Consult your healthcare provider before embarking on any new health regimen; early detection of serious prostate problems is critical.
Traditional Chinese Medicine
Acupuncture To lessen pain and in flammation, acupuncturists may concentrate on working points related to the bladder, kidney, spleen, and large intestine meridians. In addition, they also may focus on Gallbladder, and Conception Vessel, along with the ear points related to the prostate gland.
Acupressure To help lessen inflammation and discomfort, the practitioner will focus on these acupressure points: Bladder, Conception Vessel, Spleen, Kidney, and Liver .
If urinary retention is a problem, the acupuncturist also may include: Spleen, Bladder, and related ear points.

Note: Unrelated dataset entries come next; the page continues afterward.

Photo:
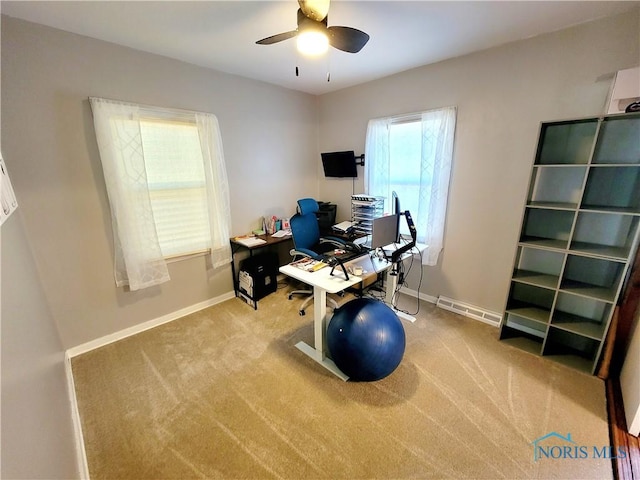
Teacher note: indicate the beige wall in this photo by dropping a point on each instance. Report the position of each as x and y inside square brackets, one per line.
[56, 252]
[502, 95]
[270, 142]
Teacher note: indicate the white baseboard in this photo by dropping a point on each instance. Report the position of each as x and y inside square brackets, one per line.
[127, 332]
[471, 311]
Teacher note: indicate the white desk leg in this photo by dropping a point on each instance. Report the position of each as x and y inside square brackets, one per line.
[318, 352]
[392, 284]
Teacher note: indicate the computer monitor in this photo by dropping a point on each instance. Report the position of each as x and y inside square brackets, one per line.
[384, 231]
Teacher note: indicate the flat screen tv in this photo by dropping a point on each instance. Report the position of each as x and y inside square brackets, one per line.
[339, 164]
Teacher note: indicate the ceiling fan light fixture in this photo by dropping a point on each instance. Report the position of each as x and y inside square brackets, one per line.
[312, 42]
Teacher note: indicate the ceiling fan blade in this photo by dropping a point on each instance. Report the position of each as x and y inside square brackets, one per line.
[315, 9]
[347, 39]
[277, 38]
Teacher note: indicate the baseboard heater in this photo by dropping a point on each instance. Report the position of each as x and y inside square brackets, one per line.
[471, 311]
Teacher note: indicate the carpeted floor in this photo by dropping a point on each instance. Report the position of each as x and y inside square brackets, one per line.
[224, 393]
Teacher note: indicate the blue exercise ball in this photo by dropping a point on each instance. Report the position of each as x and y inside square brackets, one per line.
[366, 339]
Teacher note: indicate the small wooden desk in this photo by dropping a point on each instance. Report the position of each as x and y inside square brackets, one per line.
[236, 246]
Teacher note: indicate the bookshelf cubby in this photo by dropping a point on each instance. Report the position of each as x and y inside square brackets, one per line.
[579, 234]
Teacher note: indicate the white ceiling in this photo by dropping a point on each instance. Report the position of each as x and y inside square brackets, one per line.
[222, 35]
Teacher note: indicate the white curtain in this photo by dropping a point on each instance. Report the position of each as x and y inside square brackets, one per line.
[217, 188]
[437, 136]
[138, 258]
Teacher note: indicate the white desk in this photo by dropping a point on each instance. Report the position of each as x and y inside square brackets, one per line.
[323, 282]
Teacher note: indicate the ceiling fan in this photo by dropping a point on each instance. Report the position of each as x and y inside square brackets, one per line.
[312, 26]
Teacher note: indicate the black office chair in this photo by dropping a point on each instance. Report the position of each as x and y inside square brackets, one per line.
[307, 242]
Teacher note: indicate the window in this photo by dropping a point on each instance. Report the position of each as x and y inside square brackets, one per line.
[412, 155]
[167, 186]
[177, 190]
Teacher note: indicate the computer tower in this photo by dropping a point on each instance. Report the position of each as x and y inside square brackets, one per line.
[259, 275]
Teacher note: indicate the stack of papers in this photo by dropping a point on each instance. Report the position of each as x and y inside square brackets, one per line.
[309, 264]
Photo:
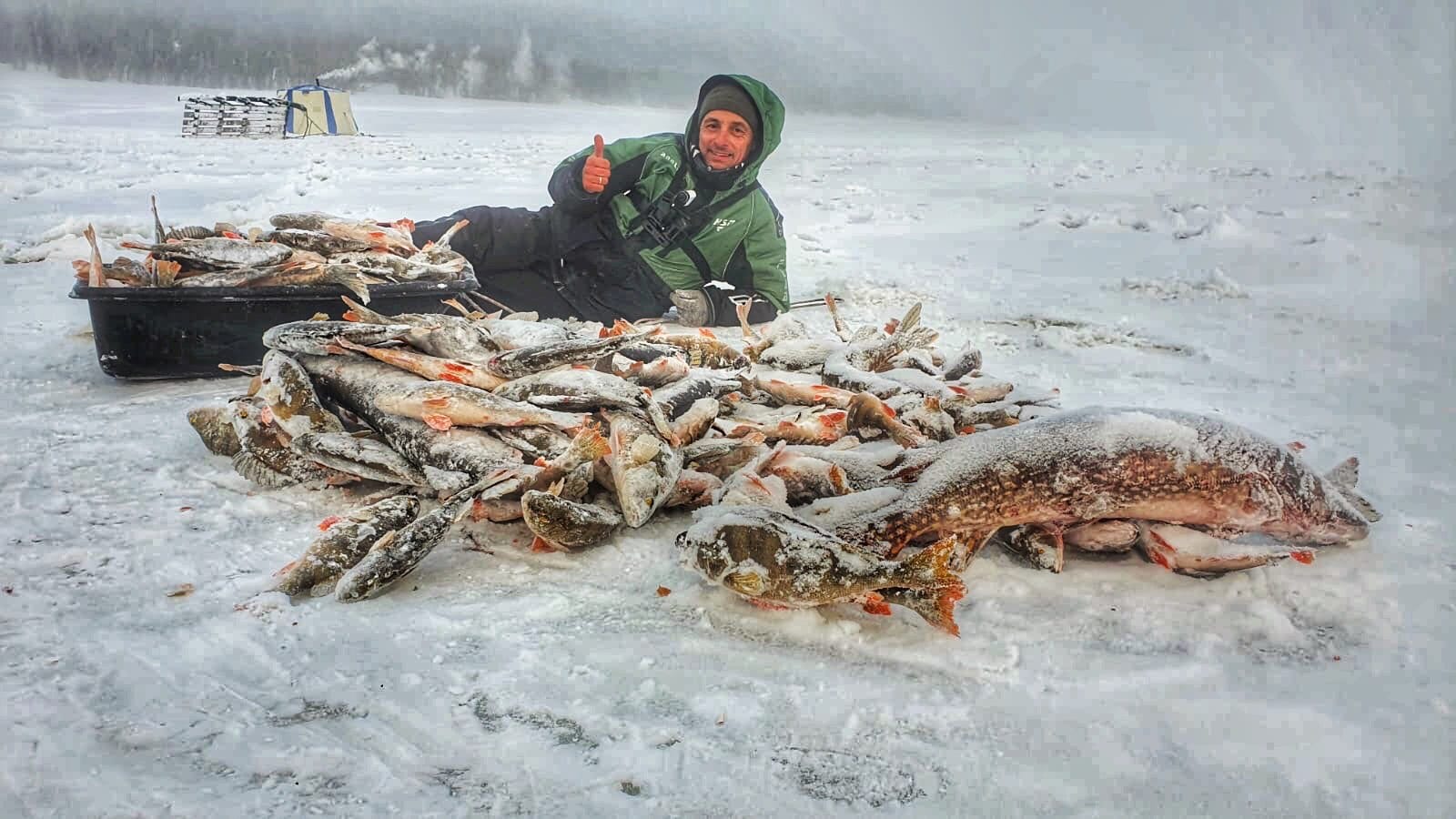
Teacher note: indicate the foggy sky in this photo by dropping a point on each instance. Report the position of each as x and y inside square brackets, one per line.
[1341, 76]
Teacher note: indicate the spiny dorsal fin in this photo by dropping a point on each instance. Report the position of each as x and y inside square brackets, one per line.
[1346, 475]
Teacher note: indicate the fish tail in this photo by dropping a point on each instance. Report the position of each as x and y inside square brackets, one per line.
[1344, 479]
[590, 445]
[935, 588]
[324, 589]
[351, 281]
[659, 417]
[363, 314]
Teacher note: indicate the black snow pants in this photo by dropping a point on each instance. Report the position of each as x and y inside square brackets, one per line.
[536, 259]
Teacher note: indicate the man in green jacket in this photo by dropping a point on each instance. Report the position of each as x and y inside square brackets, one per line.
[641, 225]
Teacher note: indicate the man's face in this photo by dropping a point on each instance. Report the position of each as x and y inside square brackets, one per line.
[724, 137]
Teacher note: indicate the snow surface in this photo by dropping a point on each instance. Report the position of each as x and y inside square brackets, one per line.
[1314, 303]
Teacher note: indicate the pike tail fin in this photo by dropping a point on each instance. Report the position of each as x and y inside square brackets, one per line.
[1344, 479]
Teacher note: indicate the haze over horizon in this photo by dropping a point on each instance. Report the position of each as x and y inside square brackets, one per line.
[1347, 77]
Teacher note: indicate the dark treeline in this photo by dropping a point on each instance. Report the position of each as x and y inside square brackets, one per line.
[150, 47]
[510, 57]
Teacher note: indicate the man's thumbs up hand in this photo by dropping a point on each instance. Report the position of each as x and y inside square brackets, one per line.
[597, 172]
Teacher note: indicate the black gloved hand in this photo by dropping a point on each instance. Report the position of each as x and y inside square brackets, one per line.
[718, 307]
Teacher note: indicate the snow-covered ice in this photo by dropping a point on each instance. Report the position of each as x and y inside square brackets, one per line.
[1309, 302]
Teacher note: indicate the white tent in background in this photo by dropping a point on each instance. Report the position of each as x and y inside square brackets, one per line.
[318, 109]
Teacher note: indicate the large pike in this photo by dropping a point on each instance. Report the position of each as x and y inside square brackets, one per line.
[1114, 464]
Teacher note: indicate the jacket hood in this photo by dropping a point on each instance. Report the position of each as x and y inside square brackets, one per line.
[771, 114]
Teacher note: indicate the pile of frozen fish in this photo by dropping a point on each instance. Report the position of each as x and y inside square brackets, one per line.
[810, 460]
[300, 249]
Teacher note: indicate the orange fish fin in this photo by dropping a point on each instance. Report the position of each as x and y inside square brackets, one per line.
[874, 603]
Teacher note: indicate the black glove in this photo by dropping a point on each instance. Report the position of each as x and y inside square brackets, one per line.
[718, 307]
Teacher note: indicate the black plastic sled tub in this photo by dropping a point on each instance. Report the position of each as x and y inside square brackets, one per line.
[186, 332]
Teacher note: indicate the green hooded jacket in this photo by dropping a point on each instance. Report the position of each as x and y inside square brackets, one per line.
[742, 244]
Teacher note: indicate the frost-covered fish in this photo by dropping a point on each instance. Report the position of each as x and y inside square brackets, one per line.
[313, 241]
[446, 404]
[291, 274]
[264, 455]
[514, 334]
[866, 411]
[398, 552]
[456, 339]
[291, 402]
[644, 467]
[801, 353]
[807, 479]
[342, 544]
[302, 220]
[654, 373]
[366, 458]
[1114, 464]
[776, 560]
[803, 394]
[723, 457]
[565, 523]
[703, 349]
[695, 421]
[967, 360]
[526, 360]
[431, 368]
[217, 251]
[450, 458]
[584, 389]
[313, 339]
[1198, 554]
[679, 395]
[808, 426]
[215, 426]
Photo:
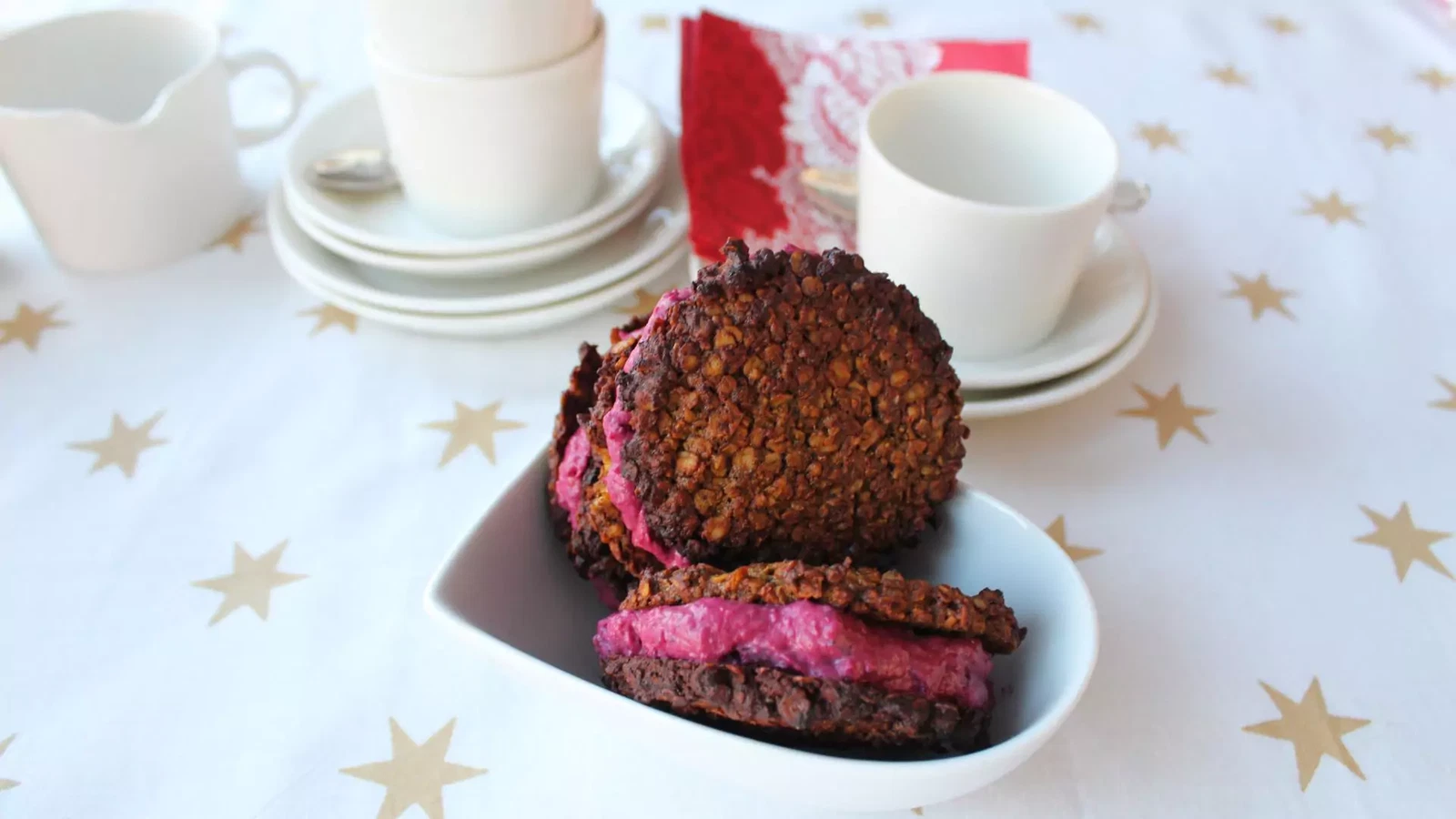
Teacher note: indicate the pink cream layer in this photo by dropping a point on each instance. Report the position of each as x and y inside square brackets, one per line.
[616, 424]
[810, 639]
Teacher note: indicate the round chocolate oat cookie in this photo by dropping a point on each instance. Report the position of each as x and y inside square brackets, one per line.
[794, 405]
[783, 705]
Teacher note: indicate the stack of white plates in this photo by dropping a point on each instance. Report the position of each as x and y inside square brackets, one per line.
[1107, 324]
[375, 257]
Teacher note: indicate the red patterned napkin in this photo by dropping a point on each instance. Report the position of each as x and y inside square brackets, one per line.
[761, 106]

Chinese Herbal Therapy Herbs that may be given in formulas to correct the damp-heat imbalance that is believed to cause this ailment are malva, coptis, and talcum. Plantain is often used to help relieve the swelling and pain caused by prostatitis. Other herbs may be prescribed to remedy fever or back or abdominal pain, if necessary. Most herb-trained acupuncturists will also use saw palmetto/Pygeum extracts, along with treating the constitution to speed recovery.
Yoga and Meditation
Four yoga poses-the Wind Removal, Seated Sun, English Rooster, and Elevated Lotus-can boost circulation to the prostate area and calm prostate symptoms. In addition, a yoga exercise-the Stomach Lock can help prevent flare-ups. Perform each daily. Consult your doctor before starting this program if you have heart problems or a hiatal hernia.